The fastest-growing crop of that season was indignation. When a man has raised a calf, fed it, and milked it, and he sees the full frothing bucket taken away for someone else’s breakfast, the woes of elsewhere dwindle and his stomach is not all that grumbles. Only nursing mothers, pregnant women, and young children were permitted to receive a ration of milk. The occupying army insisted that this was an act of generosity. Thus did the people learn that thirsting occurs on many levels.
Some said that the coastal villages had it easier, with mere occupation. Should the Allied liberators ever rouse themselves and come to their aid, however, these lands would be the likely place of collision. No man offers his wheat field to serve as a battlefield. No woman wants her home to be a bunker.
Many days Emma saw the Allies’ bombers far overhead, aimed at some destination hundreds of miles inland, her village’s predicament so far below it might as well have been the circumstance of ants. From time to time they would cast their wreckage down, tumbling tin caskets that caused destruction so casual she wondered if these pilots might not be enemies after all: the main road to Caen destroyed, four bridges punctured which previously had enabled farmers to come to market, one of the nicest vacation homes on the bluff above the beach blown into a million bits.

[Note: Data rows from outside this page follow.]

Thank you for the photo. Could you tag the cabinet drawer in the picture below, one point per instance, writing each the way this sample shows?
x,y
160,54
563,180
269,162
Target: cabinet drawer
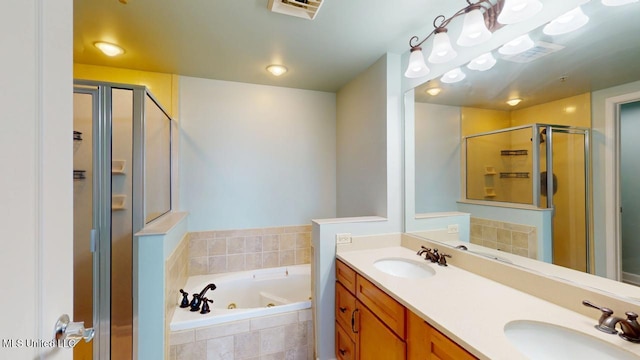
x,y
346,276
345,306
345,347
391,312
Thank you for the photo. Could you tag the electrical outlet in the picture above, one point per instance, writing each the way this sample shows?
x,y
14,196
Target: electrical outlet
x,y
343,238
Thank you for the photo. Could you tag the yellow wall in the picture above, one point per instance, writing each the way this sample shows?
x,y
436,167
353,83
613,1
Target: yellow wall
x,y
164,87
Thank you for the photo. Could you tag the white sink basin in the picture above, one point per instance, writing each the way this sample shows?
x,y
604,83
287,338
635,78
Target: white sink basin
x,y
404,268
538,340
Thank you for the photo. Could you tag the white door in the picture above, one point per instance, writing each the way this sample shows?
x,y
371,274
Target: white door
x,y
36,204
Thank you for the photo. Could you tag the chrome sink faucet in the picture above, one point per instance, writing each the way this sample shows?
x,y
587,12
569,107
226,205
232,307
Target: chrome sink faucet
x,y
630,328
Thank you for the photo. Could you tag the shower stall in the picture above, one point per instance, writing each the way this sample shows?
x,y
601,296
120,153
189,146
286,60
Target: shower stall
x,y
122,181
537,166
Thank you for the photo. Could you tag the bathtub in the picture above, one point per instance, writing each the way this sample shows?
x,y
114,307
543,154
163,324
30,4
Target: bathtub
x,y
246,294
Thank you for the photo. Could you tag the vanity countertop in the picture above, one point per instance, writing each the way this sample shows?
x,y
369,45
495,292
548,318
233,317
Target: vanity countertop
x,y
470,309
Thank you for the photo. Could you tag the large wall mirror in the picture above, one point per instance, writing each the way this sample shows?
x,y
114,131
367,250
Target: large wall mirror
x,y
587,80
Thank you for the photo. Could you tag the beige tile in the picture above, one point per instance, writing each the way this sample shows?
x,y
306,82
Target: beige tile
x,y
235,245
217,264
287,257
287,241
217,247
235,262
253,244
220,348
272,340
223,330
270,243
504,236
252,261
199,265
270,259
247,345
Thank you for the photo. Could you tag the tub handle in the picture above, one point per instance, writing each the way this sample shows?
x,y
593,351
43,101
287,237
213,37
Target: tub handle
x,y
353,321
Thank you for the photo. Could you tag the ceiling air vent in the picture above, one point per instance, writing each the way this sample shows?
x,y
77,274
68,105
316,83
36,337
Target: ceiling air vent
x,y
540,49
306,9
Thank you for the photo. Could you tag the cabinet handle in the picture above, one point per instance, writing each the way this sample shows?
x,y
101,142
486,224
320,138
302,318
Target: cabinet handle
x,y
353,321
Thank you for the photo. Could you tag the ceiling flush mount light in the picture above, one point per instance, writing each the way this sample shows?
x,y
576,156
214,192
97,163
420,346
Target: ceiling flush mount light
x,y
433,91
517,45
479,21
570,21
617,2
276,70
483,62
514,102
109,49
417,67
515,11
453,76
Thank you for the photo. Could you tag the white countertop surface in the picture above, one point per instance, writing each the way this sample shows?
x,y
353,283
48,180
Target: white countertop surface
x,y
469,309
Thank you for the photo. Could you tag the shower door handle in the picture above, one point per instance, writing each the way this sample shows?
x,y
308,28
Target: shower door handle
x,y
68,333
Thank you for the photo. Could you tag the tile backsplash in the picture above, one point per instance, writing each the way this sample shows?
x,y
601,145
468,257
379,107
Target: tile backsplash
x,y
512,238
212,252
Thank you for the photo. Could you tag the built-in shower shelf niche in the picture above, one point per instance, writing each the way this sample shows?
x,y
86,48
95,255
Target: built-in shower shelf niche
x,y
514,175
514,152
118,166
118,202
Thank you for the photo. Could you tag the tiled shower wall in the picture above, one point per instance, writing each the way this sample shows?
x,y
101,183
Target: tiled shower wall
x,y
212,252
512,238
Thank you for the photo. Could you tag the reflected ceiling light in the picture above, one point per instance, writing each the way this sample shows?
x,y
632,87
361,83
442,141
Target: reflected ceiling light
x,y
517,45
453,76
617,2
474,30
570,21
276,70
482,63
109,49
515,11
433,91
514,102
417,67
442,50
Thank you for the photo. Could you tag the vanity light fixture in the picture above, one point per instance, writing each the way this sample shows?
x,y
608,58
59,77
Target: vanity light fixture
x,y
483,62
569,21
109,49
479,21
617,2
517,45
433,91
515,11
276,70
514,101
453,76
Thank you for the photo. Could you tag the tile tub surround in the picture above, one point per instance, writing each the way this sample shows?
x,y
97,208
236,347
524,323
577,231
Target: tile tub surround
x,y
282,336
213,252
512,238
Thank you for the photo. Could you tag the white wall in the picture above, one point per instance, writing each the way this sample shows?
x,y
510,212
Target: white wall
x,y
254,155
362,144
437,157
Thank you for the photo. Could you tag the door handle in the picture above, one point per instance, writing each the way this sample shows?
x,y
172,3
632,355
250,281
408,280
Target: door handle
x,y
70,333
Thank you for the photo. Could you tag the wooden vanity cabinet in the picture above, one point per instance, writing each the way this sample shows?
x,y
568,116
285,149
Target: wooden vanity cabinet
x,y
372,325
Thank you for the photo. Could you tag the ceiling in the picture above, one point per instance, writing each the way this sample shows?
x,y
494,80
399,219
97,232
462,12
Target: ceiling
x,y
602,54
235,40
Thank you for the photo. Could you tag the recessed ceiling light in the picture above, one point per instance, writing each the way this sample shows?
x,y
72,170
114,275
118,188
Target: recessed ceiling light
x,y
514,102
433,91
276,70
109,49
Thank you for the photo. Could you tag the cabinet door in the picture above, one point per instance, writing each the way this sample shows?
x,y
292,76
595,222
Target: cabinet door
x,y
425,342
375,340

The veterinarian Guillaume, a broad-shouldered man with great bushy eyebrows, explained everything to a group in the village one afternoon. Famously a devoted bachelor, Guillaume had later in life found himself a small-boned wife, a considerably younger woman, in Bayeux. Initially people thought Marie was a snob, but gradually they learned it was only that she was as shy as a newborn deer. They had just the one daughter, Fleur, barely a teen but already a staggering beauty. Timid like her mother, she wore a blue apron with patch pockets, in which her hands continuously fiddled with whatever lay hidden there.
Days after hanging the verboten posters, the occupying army was away performing maneuvers on the beach, their trucks and tanks and the thud of mortars firing, which enabled Guillaume to speak freely. Still the people formed a tight scrum in front of the row of shops, shoulder to shoulder.
The one exception was the Goat, who listened from the periphery. A ragged young man with a half-grown beard whose actual name was Didier, the Goat sometimes slept on a shelf in Emma’s empty hog shed, emerging in the morning steeped in the smell of pig urine, a scent as pungent as ammonia. Also, he would argue over the least thing. Once she had heard him dispute with Yves, an experienced fisherman, over the direction of the wind. Whether it was due to his fragrance, therefore, or his antagonistic nature, the villagers’ otherwise close circle gave the Goat ample room. Emma, too, kept her distance from the group—and from the Goat, because of an event in their school days about which she was still angry. She lingered in the doorway of Uncle Ezra’s bakery, a mixing bowl in the crook of her arm, a wooden spoon in her free hand. Eyeing something across the square, she stirred and listened.